The Market Street property, bought by investors Ken Dickinson, Nick Chichester and Ryan McNaab from owner John Cleere, is a two- story, brick building of some 12,200 square feet and is noted for its faded but still visible Coca-Cola logos on the front and side. Earlier, Cleere was offering the building for sale at $225,000, but the amount paid by the three new owners has not been disclosed.
“We have a real interest in the downtown area,” said Chichester. “Earlier entrepreneurs such as the Walnut Circle Grill and 206 Front have been successful down there. They’re leading the way. We’re excited about the future of that area and want to be part of it.”
Chichester said that right now they’re in the demolition and clean-up phase of construction inside the building. Hattiesburg’s All-Phase Construction, owned by Ken Cooley, is doing the construction work. A new roof and upgrading of electrical and plumbing systems are needed to bring the building up to code. The new restaurant and club will open in March.
“We want to restore the building as much like it was as the code will let us,” he said. “Both on the inside and outside we want to restore it back to the place that people in Hattiesburg remember.”
Coca-Cola has given its permission to repaint the Coke logos. Chichester said it hasn’t been decided if the side will be repainted.
“But we’ll definitely repaint the front, ‘Hattiesburg Bottling Co.,’ with the big Coke sign in the middle, so that people can see what it was like.”
Chichester said that he and his partners are still considering three or four names. The food will be informal — hamburgers, pizza — and not gourmet, “like a Chili’s, but not that extravagant.”
“There’s no place in South Mississippi where name acts can come through and play, and we want a club that can offer a variety of music, like the House of Blues in New Orleans and Hal and Mal’s in Jackson.”
Of course, college students are a big part of Hattiesburg’s economy, he said, and the partners want their new club to attract them, but they really want to attract everybody. “We want to be as diverse as possible, with every genre of music,”
Parking is an issue, Chichester said.
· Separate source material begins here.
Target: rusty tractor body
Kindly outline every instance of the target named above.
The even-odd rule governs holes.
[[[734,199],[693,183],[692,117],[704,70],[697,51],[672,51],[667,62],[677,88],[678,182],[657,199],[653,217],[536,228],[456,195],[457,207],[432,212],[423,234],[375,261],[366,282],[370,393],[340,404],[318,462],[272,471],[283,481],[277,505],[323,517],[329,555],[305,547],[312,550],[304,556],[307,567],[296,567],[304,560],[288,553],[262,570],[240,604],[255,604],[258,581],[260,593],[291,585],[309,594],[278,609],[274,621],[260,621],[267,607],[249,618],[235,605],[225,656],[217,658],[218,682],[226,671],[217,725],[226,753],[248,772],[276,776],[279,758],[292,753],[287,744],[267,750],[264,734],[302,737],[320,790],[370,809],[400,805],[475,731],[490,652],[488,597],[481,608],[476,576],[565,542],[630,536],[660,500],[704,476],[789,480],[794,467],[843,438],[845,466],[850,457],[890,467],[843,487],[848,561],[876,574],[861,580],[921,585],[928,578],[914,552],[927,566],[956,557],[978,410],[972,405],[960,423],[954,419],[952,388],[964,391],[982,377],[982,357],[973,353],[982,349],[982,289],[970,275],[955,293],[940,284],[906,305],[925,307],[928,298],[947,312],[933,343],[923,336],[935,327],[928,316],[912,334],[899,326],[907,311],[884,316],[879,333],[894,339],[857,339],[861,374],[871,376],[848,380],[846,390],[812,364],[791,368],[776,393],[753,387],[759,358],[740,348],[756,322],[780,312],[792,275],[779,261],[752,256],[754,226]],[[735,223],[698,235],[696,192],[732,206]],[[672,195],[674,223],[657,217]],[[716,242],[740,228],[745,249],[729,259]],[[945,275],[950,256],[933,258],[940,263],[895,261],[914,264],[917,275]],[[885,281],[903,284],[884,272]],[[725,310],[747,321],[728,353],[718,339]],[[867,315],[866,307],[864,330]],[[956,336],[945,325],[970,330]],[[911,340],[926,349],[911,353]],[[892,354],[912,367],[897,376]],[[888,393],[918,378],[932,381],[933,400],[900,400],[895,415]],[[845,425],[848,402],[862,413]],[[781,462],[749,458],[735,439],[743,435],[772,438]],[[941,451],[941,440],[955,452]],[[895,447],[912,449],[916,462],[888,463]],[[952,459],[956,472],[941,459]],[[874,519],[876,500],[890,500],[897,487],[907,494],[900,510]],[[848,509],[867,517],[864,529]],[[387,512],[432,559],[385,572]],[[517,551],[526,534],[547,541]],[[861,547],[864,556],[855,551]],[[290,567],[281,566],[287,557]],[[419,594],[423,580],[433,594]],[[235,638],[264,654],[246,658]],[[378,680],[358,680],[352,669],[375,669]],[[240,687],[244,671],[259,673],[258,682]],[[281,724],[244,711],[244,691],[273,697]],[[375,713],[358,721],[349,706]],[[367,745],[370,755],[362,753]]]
The lots on each side of the building belong to the county and, so far, the county hasn’t given permission for the partners to use them.
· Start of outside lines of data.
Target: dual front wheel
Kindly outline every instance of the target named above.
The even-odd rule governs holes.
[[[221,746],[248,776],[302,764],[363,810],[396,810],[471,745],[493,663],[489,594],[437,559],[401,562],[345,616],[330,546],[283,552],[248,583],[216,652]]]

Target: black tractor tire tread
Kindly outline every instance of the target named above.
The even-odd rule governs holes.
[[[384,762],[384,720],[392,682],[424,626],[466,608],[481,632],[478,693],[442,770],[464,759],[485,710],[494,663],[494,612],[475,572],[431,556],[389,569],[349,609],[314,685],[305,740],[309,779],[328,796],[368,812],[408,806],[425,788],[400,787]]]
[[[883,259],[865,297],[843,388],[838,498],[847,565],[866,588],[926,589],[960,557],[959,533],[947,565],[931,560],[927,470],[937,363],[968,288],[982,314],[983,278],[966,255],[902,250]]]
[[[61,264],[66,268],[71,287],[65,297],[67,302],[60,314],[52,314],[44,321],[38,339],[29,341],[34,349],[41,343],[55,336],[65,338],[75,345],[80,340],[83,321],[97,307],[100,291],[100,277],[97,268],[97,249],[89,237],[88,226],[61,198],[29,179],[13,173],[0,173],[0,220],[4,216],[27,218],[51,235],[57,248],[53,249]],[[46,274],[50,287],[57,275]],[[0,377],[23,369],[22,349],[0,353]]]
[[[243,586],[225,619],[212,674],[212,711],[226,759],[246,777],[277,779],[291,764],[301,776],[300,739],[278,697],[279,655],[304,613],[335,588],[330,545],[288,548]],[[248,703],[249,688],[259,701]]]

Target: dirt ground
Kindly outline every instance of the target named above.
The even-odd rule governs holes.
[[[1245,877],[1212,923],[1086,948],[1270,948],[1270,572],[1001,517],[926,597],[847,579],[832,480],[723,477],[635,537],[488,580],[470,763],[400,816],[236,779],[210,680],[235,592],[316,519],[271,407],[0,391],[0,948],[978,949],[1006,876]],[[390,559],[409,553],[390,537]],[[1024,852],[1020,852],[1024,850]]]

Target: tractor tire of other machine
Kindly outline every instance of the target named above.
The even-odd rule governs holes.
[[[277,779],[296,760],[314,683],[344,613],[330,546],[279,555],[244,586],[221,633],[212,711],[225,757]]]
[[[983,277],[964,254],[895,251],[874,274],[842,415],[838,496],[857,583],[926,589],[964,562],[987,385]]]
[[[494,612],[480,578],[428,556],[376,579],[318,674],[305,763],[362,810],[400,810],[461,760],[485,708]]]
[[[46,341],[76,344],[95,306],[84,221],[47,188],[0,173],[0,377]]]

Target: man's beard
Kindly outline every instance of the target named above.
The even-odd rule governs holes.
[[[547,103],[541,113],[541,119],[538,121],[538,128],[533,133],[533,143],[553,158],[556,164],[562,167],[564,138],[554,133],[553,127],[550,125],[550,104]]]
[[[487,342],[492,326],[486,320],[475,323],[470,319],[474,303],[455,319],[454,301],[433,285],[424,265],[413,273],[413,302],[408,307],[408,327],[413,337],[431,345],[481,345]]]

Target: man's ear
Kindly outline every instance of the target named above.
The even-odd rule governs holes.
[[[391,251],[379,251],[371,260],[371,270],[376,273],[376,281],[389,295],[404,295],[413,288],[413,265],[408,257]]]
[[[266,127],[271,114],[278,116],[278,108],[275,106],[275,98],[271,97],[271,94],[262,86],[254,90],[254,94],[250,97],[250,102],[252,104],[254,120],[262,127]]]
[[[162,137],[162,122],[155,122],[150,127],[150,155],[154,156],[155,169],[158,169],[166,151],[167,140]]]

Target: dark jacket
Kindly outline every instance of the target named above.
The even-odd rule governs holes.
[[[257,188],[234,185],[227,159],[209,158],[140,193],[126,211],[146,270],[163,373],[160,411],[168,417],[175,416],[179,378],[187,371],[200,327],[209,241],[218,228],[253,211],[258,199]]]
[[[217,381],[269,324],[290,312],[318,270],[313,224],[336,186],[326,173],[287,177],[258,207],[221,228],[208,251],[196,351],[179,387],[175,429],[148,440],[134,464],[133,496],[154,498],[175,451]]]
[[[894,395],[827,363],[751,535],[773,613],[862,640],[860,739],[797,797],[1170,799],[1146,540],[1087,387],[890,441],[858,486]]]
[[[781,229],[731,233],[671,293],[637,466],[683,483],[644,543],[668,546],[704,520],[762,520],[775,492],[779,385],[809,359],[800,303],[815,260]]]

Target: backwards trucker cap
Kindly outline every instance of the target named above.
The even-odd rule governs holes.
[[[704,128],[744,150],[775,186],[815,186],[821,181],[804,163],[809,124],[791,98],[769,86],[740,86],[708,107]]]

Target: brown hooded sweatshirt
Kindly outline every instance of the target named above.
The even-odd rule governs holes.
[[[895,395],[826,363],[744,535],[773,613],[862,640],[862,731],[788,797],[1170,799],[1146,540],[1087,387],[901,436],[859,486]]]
“The city has been gracious and there are city parking lots in the area, which are secure and well-lit. And we’ll have security outside patrolling the parking lots. We feel that once people visit the area, they’ll see how well-lit and secure it is and feel good about visiting us again.”
Chichester said that he and his partners might be interested in further development in the area, “but, first, let’s see how well this current investment goes.”
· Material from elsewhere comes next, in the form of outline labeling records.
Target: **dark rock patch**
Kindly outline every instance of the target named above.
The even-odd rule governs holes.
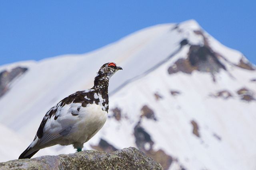
[[[207,38],[204,36],[204,34],[203,33],[203,31],[200,30],[195,30],[194,32],[196,35],[200,35],[203,37],[204,38],[204,45],[209,46],[209,43],[208,43],[208,40]]]
[[[151,139],[150,135],[140,126],[140,122],[135,126],[134,130],[135,143],[138,148],[144,151],[152,149],[154,142]],[[149,147],[147,147],[146,145]],[[149,148],[147,148],[148,147]]]
[[[150,135],[141,126],[140,122],[138,122],[134,127],[134,135],[135,143],[139,149],[159,163],[164,170],[169,169],[174,162],[177,162],[180,165],[180,169],[182,169],[183,166],[180,165],[177,159],[167,154],[162,149],[155,150],[153,149],[154,143]]]
[[[181,72],[186,74],[191,74],[197,68],[191,65],[187,59],[179,59],[172,66],[168,68],[170,74]]]
[[[147,105],[144,105],[140,110],[141,112],[140,117],[146,117],[147,119],[152,119],[154,121],[157,120],[155,116],[154,111]]]
[[[169,74],[179,72],[190,74],[195,70],[210,73],[214,81],[214,74],[218,72],[221,69],[226,70],[225,66],[218,59],[218,55],[214,53],[208,45],[203,46],[190,46],[188,57],[179,59],[168,68]]]
[[[236,92],[236,93],[239,96],[242,100],[248,102],[255,101],[254,93],[252,91],[245,88],[242,88]]]
[[[219,141],[221,141],[221,137],[220,137],[220,136],[218,135],[216,133],[214,133],[213,135],[213,136],[214,137],[217,139]]]
[[[200,135],[199,132],[199,128],[197,123],[194,120],[192,120],[190,123],[193,126],[193,133],[198,137],[200,137]]]
[[[112,117],[114,117],[117,121],[120,121],[121,117],[121,109],[118,107],[116,107],[112,109],[112,111],[113,112]]]
[[[112,153],[118,150],[113,145],[110,144],[106,141],[102,139],[100,139],[98,145],[92,146],[91,145],[91,147],[98,151],[108,153]]]
[[[191,65],[198,71],[213,73],[226,67],[218,59],[217,55],[208,46],[191,45],[188,53],[188,60]]]
[[[170,91],[171,94],[174,96],[176,96],[180,94],[180,92],[178,91],[171,90]]]
[[[154,95],[155,96],[155,98],[156,100],[159,100],[163,98],[163,97],[161,96],[160,96],[158,93],[155,93]]]
[[[215,98],[222,98],[224,99],[227,99],[233,96],[231,93],[227,90],[221,90],[215,94],[211,94],[210,96]]]
[[[8,71],[4,70],[0,72],[0,97],[3,96],[9,89],[10,83],[21,74],[26,72],[28,68],[17,67]]]
[[[252,64],[249,62],[244,61],[244,60],[243,60],[242,59],[241,59],[239,63],[237,64],[237,66],[246,70],[255,70],[255,68]]]
[[[188,44],[188,41],[187,39],[183,39],[180,42],[180,47],[182,47],[184,45],[186,45]]]

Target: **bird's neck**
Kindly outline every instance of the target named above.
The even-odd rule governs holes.
[[[102,92],[108,93],[110,77],[105,75],[97,74],[94,78],[94,84],[93,88],[100,93]]]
“The opening of this entertainment venue will help to attract one of our target markets — college students,” Linton said. “Now the Thirsty Hippo is really our only entertainment venue.”
Linton said that if the area is to survive, it has to attract young adults. She believes the renovated Coke plant’s opening will help do that. People like a mix, like to move from one club to another, and ideally, the HHDA would like to get a third entertainment venue downtown.
“Shops and restaurants will benefit as well. The new club will be very up-scale and well-secured,” she said.
Along with Andrew Waites’ e-Valueville a block away, the opening will increase the historic business district’s expansion in an area that, until recently, has been dormant.
Until e-Valueville moved onto Market Street, revitalization had mostly been centered in the vicinity of Walnut Circle, Front Street and the train depot (which is being renovated, with work expected to be completed in February 2006).
“The renovation and opening of the old Coca-Cola building and the location of e-Valueville on Market Street will bring the street back together,” Linton said.